The Little People's homes are often described as conical hills. In Eire the sidhe are conceived as living in hills or burial-mounds to the present day. A door, often concealed, opened on the hillside; there were long dark passages leading into many chambers which were sometimes lighted by lamps or torches. Practically all the stories speak of the dark, or twilight. Two miles from Castletown in the Isle of Man a village was excavated in 1943 of a Celtic or, probably, pre-Celtic people.

The largest of the houses was a timber-built round-house with a roof like an inverted saucer, made with sods and supported by thousands of oak posts set in graduated rings. The innermost ring formed a room about 18 feet in diameter with a large stone hearth in the centre. This house, about 6,000 square feet in area and 90 feet in diameter, was presumably the chief's or king's house, and he and his family lived in the centre section; all the outer circles were cattle stalls. It is thought to have been still occupied in Christian times.

The house was lit only by the central smoke-hole, which at best could give a sort of twilight. It is certain that at times they would have a watchman on the roof of this house, which would look exactly like a conical hill, and as it is almost as certain that this watchman would go up by a ladder and out by this smoke-hole instead of going all the way to the door and climbing all the way up the hill again, others would also be likely to go out this way.

Visitors of the larger races might note this, to them, curious habit of going in and out by the smoke-hole, and it is possible that a confused memory of this led to the story that witches had a habit of leaving and returning by the chimney.

These people were probably members of the numerous races who inhabited Europe in pre-Celtic times, possibly now represented by the Finns and Laplanders, small and very strong as they are described in the folk tales of many people. In the Western Isles there are many Pict houses, conical in shape and made of stone, but when covered with turf they would appear as hills. Beside the well-known Maeshow of Orkney, at Taransay on Harris there is a small one with a guard cell in the entrance passage where the sentry squatted.

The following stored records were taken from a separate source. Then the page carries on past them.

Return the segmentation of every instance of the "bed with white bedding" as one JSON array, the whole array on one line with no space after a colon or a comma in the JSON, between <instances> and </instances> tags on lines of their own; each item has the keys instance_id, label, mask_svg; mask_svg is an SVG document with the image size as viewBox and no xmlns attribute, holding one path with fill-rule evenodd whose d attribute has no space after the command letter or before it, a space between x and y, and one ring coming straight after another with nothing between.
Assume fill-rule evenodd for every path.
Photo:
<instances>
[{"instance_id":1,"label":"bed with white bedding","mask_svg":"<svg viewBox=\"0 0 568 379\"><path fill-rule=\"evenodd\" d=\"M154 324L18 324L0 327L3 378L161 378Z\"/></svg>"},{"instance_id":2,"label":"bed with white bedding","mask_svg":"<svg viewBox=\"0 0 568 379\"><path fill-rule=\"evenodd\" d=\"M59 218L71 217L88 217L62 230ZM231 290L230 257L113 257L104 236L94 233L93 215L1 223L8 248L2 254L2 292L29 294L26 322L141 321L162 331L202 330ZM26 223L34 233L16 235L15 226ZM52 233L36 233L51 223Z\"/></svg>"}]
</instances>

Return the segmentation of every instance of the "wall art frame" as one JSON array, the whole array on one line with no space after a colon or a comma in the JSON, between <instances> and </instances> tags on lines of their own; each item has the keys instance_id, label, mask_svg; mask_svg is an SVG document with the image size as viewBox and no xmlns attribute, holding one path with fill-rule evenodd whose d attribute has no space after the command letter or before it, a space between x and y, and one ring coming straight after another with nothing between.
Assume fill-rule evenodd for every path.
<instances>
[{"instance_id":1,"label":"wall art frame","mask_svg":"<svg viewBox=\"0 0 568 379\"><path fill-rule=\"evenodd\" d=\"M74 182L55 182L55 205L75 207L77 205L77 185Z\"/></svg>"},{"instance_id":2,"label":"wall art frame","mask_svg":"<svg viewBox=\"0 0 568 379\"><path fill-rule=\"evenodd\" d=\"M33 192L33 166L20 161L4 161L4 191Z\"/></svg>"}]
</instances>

This cell is built of stone and is two feet five inches high and three feet wide; evidently the sentry was of the Little People! Most of the stone-built passages are only four feet six inches high and some are as long as seventy feet. One can understand that defence needs made a small doorway desirable, also to keep out the cold, but it is unlikely that there was any special advantage in building a long passage where it would be necessary to walk in a bent position; it therefore seems that the average height of the users must have been under four and a half feet.

The Norse Bishop of Orkney, writing at Kirkwall in 1443, says: 'When Harold Haarfaga conquered the Orkneys in the ninth century the inhabitants were of two nations, the Papae (Irish Catholics) and the Peti (Picts or Pehts), and he exterminated them both.' He goes on to say: 'These Picts of Orkney were only a little exceeding pygmies in stature and worked wonderfully in the construction of their cities evening and morning, but at midday they hid themselves in little underground houses, fearing light' (Horum alteri scilicet peti parvo superantes pigmeos statura in structuris Urbium vespere et mane mira operantes, meridie vero cunctis viribus prorsus destituti in subterraneis domunculis pro timore latuerent).

By Highland tradition every chief's family had attendant dwarfs who were thought of as uncanny or fairy folk.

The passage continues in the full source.